The girl stirred. She lifted her head and winced, bringing her hand up to her neck.

“Hey,” he said, keeping an eye on the incoming train.

“Who are you?” She swiveled her head around. “Where am I?”

“Look. I don’t have time to explain” – the train whistled; steam wafted over to them – “but right now, we have to get off this track.”

She grabbed his hand, swift and unyielding. Blinking, she revealed eyes the color of blood. Before he could react, she had heaved herself up from the couch and rammed him onto it, all in a fluid motion.

“It’s open season, hunter.” Her voice was low, womanly, but the monster was in her eyes.

She was too strong for him. He couldn’t move an inch from the couch, and his senses were screaming as loudly as the train that was speeding his way. In less than ten seconds – fifteen, if he was lucky – he would be roadkill.

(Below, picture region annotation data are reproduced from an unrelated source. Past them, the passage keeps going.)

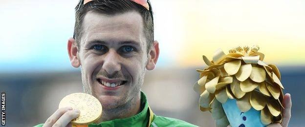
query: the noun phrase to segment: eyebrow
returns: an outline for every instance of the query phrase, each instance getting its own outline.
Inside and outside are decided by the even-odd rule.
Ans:
[[[102,41],[100,40],[93,40],[93,41],[89,41],[87,43],[87,44],[90,44],[92,43],[99,43],[99,44],[105,44],[105,45],[108,44],[108,42],[106,42],[104,41]],[[140,45],[139,42],[135,42],[135,41],[131,41],[131,40],[120,42],[119,44],[122,44],[122,45],[129,44],[132,44],[132,45],[139,45],[139,46]]]

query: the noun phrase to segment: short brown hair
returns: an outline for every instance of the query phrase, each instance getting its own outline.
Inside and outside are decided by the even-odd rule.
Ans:
[[[75,7],[75,24],[73,38],[79,47],[83,33],[82,23],[85,16],[88,11],[92,11],[107,15],[117,14],[135,11],[142,17],[144,35],[146,38],[147,51],[152,46],[153,42],[153,19],[152,11],[149,2],[150,10],[131,0],[94,0],[83,5],[84,0],[80,0]]]

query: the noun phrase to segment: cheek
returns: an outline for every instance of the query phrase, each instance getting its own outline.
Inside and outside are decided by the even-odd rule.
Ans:
[[[131,59],[125,61],[124,66],[132,77],[133,82],[140,78],[143,71],[145,69],[146,62],[143,58]]]
[[[96,74],[97,73],[95,73],[95,71],[97,70],[97,68],[99,65],[101,64],[100,62],[97,60],[98,59],[94,55],[90,55],[83,59],[82,69],[84,73],[86,74],[87,80],[93,80],[92,78],[94,77],[94,74]],[[88,82],[90,81],[88,81]]]

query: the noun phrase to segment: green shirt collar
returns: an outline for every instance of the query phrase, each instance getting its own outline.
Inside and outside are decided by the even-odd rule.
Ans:
[[[141,91],[141,107],[142,111],[137,114],[124,119],[117,119],[105,121],[100,124],[92,124],[89,127],[146,127],[149,121],[148,113],[148,102],[146,95]]]

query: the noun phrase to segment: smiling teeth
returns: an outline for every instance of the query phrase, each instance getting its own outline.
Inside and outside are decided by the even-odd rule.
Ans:
[[[101,81],[101,83],[103,85],[109,87],[115,87],[116,86],[121,85],[122,84],[122,82],[113,83],[110,84],[109,83],[107,83],[103,81]]]

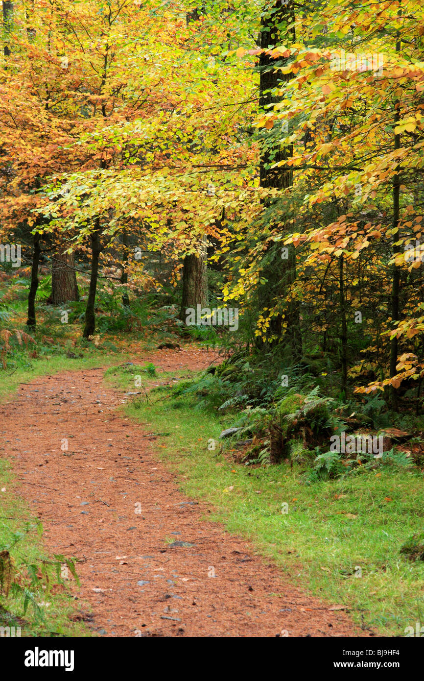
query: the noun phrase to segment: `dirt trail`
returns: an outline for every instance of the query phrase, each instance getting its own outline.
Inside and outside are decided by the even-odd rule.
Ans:
[[[142,361],[195,370],[212,356],[166,351]],[[102,382],[103,371],[36,379],[0,406],[1,456],[14,460],[16,492],[42,520],[49,550],[84,559],[76,593],[91,605],[88,626],[107,636],[363,635],[201,519],[207,505],[178,491],[154,435],[116,415],[123,396]]]

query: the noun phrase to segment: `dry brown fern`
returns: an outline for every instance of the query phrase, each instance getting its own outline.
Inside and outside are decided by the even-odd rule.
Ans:
[[[0,340],[3,341],[3,345],[0,351],[0,358],[1,359],[3,369],[5,369],[7,366],[6,358],[7,352],[12,350],[12,346],[9,340],[11,336],[14,335],[16,336],[20,345],[22,345],[22,343],[25,343],[27,349],[28,349],[29,343],[35,343],[35,338],[32,336],[30,336],[29,334],[25,333],[25,331],[20,331],[18,329],[15,329],[14,331],[10,331],[9,329],[2,329],[0,331]]]
[[[7,597],[14,572],[14,561],[8,551],[0,551],[0,594]]]

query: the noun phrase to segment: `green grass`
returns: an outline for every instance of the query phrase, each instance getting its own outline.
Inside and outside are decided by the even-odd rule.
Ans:
[[[131,373],[110,369],[107,379],[134,390]],[[143,387],[170,379],[145,373]],[[234,464],[218,440],[228,419],[197,410],[191,398],[173,400],[171,392],[163,387],[148,400],[144,394],[134,398],[127,415],[159,432],[166,424],[170,434],[161,439],[158,458],[178,472],[185,493],[213,505],[210,520],[252,541],[292,583],[346,606],[359,625],[403,636],[406,627],[424,620],[424,563],[399,554],[408,537],[423,530],[422,475],[381,466],[307,486],[304,471],[295,466],[292,471],[284,464]],[[208,449],[210,439],[214,451]],[[284,503],[287,514],[281,512]]]
[[[7,598],[4,595],[0,597],[0,626],[20,626],[22,637],[91,635],[83,624],[69,620],[69,615],[75,612],[75,601],[56,577],[55,566],[50,565],[54,559],[43,547],[42,524],[32,516],[28,505],[14,493],[14,482],[10,463],[0,458],[0,490],[4,490],[0,492],[0,550],[9,550],[14,561],[12,579],[27,587],[31,600],[25,612],[23,595],[11,589]],[[28,566],[35,566],[37,571],[43,561],[47,561],[52,590],[43,588],[46,582],[42,578],[31,583]],[[78,574],[78,564],[76,569]],[[61,590],[55,592],[58,588]]]

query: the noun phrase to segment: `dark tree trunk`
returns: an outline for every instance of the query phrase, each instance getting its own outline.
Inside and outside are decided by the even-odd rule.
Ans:
[[[343,276],[343,257],[339,261],[339,294],[340,311],[342,321],[342,333],[340,335],[340,360],[342,362],[342,392],[346,397],[348,378],[348,328],[346,319],[346,300],[344,297],[344,279]]]
[[[400,10],[399,10],[400,13]],[[400,52],[401,44],[399,39],[399,33],[397,33],[397,41],[396,42],[396,52]],[[400,102],[398,99],[395,100],[395,114],[394,114],[394,123],[395,127],[396,123],[398,123],[400,120],[400,114],[399,112],[399,107],[400,106]],[[400,148],[400,135],[395,135],[394,140],[394,148],[395,150]],[[399,166],[397,168],[397,172],[393,177],[393,229],[399,229],[399,223],[400,219],[400,212],[399,212],[399,195],[400,195],[400,175],[399,173]],[[399,234],[395,232],[393,234],[393,242],[395,242],[399,240]],[[393,255],[396,253],[400,252],[400,247],[395,246],[393,243]],[[399,300],[400,295],[400,268],[398,265],[394,264],[393,266],[393,276],[392,276],[392,283],[391,283],[391,317],[392,328],[395,328],[395,322],[399,321]],[[397,374],[396,364],[397,364],[397,338],[396,336],[391,339],[390,344],[390,376],[395,376]],[[397,392],[396,388],[393,385],[391,386],[389,391],[389,402],[390,406],[393,409],[395,409],[397,406]]]
[[[56,253],[52,266],[52,303],[79,300],[74,253]]]
[[[13,3],[5,2],[3,0],[3,25],[4,27],[4,47],[3,52],[5,57],[10,54],[10,44],[9,42],[10,29],[13,19]]]
[[[40,247],[41,235],[37,232],[34,234],[33,250],[33,264],[31,269],[31,287],[29,295],[28,296],[28,319],[27,326],[31,329],[35,328],[35,296],[38,288],[38,266],[39,264],[39,256],[41,254]]]
[[[91,235],[91,275],[90,277],[90,287],[85,311],[85,326],[82,335],[84,338],[93,336],[96,329],[96,317],[95,304],[96,302],[96,289],[97,277],[99,276],[99,256],[101,251],[100,242],[100,220],[96,221],[96,229]]]
[[[275,47],[280,42],[287,44],[288,39],[295,42],[294,28],[289,29],[288,23],[294,21],[294,5],[293,0],[284,3],[284,0],[276,0],[274,5],[265,8],[261,20],[259,46],[267,50]],[[269,112],[270,105],[277,104],[280,97],[272,93],[270,90],[279,87],[281,89],[284,81],[293,76],[291,74],[282,74],[276,70],[280,62],[273,59],[267,54],[261,54],[259,58],[259,108],[264,112]],[[264,140],[261,150],[259,167],[261,186],[265,189],[285,189],[293,184],[293,172],[290,170],[270,168],[270,165],[286,161],[293,154],[293,146],[276,148],[270,140],[270,136]],[[272,201],[265,202],[268,207]],[[258,290],[259,304],[261,308],[272,308],[278,298],[287,298],[289,289],[296,277],[296,257],[294,246],[287,247],[288,257],[281,259],[280,250],[274,247],[274,257],[261,270],[262,276],[267,283],[260,285]],[[269,254],[267,254],[269,256]],[[281,315],[270,319],[270,334],[276,336],[272,343],[267,343],[265,347],[271,347],[280,340],[283,323],[287,328],[287,334],[291,345],[293,358],[301,357],[302,343],[300,331],[300,317],[299,305],[296,301],[288,303],[287,312],[283,319]],[[258,344],[263,343],[261,337]]]
[[[201,242],[201,253],[186,255],[182,268],[182,296],[180,318],[184,321],[186,310],[197,305],[208,304],[208,271],[206,268],[206,242]]]
[[[128,283],[128,272],[127,268],[128,267],[128,237],[127,234],[124,232],[120,237],[120,240],[123,244],[123,262],[122,262],[122,274],[120,275],[120,283],[121,284]],[[129,296],[128,295],[128,289],[124,289],[124,292],[122,297],[123,305],[125,305],[126,307],[129,307]]]

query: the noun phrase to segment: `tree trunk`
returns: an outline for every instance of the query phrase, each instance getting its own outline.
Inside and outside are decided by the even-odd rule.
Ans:
[[[122,267],[122,274],[120,275],[120,283],[121,284],[128,283],[128,272],[127,268],[128,267],[128,237],[125,232],[121,234],[120,240],[123,244],[123,262],[121,264]],[[122,296],[123,305],[126,307],[129,307],[129,296],[128,295],[128,289],[124,289],[124,292]]]
[[[208,304],[208,270],[206,239],[201,242],[200,257],[195,253],[186,255],[182,268],[182,296],[180,319],[184,321],[187,308],[196,309],[197,305]]]
[[[5,57],[10,54],[10,33],[13,19],[13,3],[5,2],[3,0],[3,25],[4,28],[4,47],[3,52]]]
[[[400,13],[400,10],[399,10]],[[397,33],[397,41],[396,42],[396,52],[400,52],[401,44],[399,39],[399,33]],[[400,115],[399,112],[399,108],[400,106],[400,102],[399,99],[395,100],[395,114],[394,118],[394,127],[396,127],[396,124],[399,123],[400,120]],[[400,148],[400,135],[395,135],[394,140],[394,148],[395,150]],[[400,219],[400,212],[399,212],[399,199],[400,195],[400,175],[399,173],[399,168],[397,166],[396,169],[396,174],[393,177],[393,229],[399,229],[399,223]],[[399,233],[396,232],[393,234],[393,242],[399,240]],[[393,243],[393,255],[396,253],[400,252],[400,247],[395,246]],[[393,264],[393,276],[392,276],[392,283],[391,283],[391,317],[392,328],[395,328],[395,322],[399,321],[399,299],[400,295],[400,267],[398,265]],[[390,344],[390,376],[395,376],[397,374],[396,364],[397,364],[397,338],[396,336],[391,339]],[[390,387],[389,391],[389,402],[390,406],[393,409],[395,409],[397,405],[397,392],[396,388],[393,387],[393,385]]]
[[[339,260],[339,294],[340,311],[342,320],[342,333],[340,335],[340,359],[342,361],[342,392],[346,397],[348,378],[348,329],[346,319],[346,299],[344,298],[344,280],[343,278],[343,257]]]
[[[33,251],[33,264],[31,269],[31,287],[28,296],[28,319],[27,319],[27,326],[31,329],[35,328],[35,296],[38,288],[38,266],[39,264],[39,256],[41,253],[40,248],[41,235],[36,232],[34,234],[34,247]]]
[[[90,336],[93,336],[96,329],[96,317],[94,308],[96,302],[96,289],[99,275],[99,256],[101,251],[99,219],[97,219],[96,221],[96,229],[91,235],[90,238],[91,241],[91,275],[90,277],[87,305],[85,311],[85,326],[82,334],[84,338],[88,338]]]
[[[52,303],[79,300],[74,253],[56,253],[52,266]]]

“You’ve been hunting me for a long time, haven’t you?” She tilted her head coyly. “Well, here I am. Do as you please.”

Perspiration leaked from him. He struggled for his dagger, grasped the hilt.

The girl saw what he was doing and smirked. “It’s not the girl you have to kill. You do know that even if you kill her, I’ll just find someone else, don’t you? So go ahead, kill her.”

There was nothing else he could do, no weapon, no means of wasting the damn soul. Meanwhile, the face of the train had grown into a wall, ready to slam into him.

And then something occurred to him. He plunged the dagger into her side, grabbed her and leapt off the tracks, just as the train roared past him in a whirl of clattering metal and hot wind.

He waited until the metallic monster had hurtled past before yanking out the knife from the girl. “Yeah, well,” he said, like there hadn’t been any interruption at all. “I think the girl was dead to begin with, thanks to you. You were only keeping her alive to set up this trap.”

She stared down at the wound in her side. There was no blood, just tar-like substance that crept out. Ectoplasm. The sight gave him satisfaction like nothing else could.

“That’s not possible,” she rasped. “Mortal weapons don’t work on us.”
“Isn’t it? It’s a special knife, bitch, tailor-made to wipe out pesky souls like yourself. You did a real sloppy job of setting up the trap, though. You tampered with the pulse, and the girl’s cold as ice. Next time, why don’t you impress me better?”

She couldn’t squeeze in a retort in time. All around him was ectoplasm, a steadily growing pool of it. Great, he thought, not another pair of jeans stained with ghostly filth. He wiped down his dagger, and laid the body amongst the waist-high grass. Just another job, he told himself. It’s just another job.

Now, for that burger, beer and nice cold shower.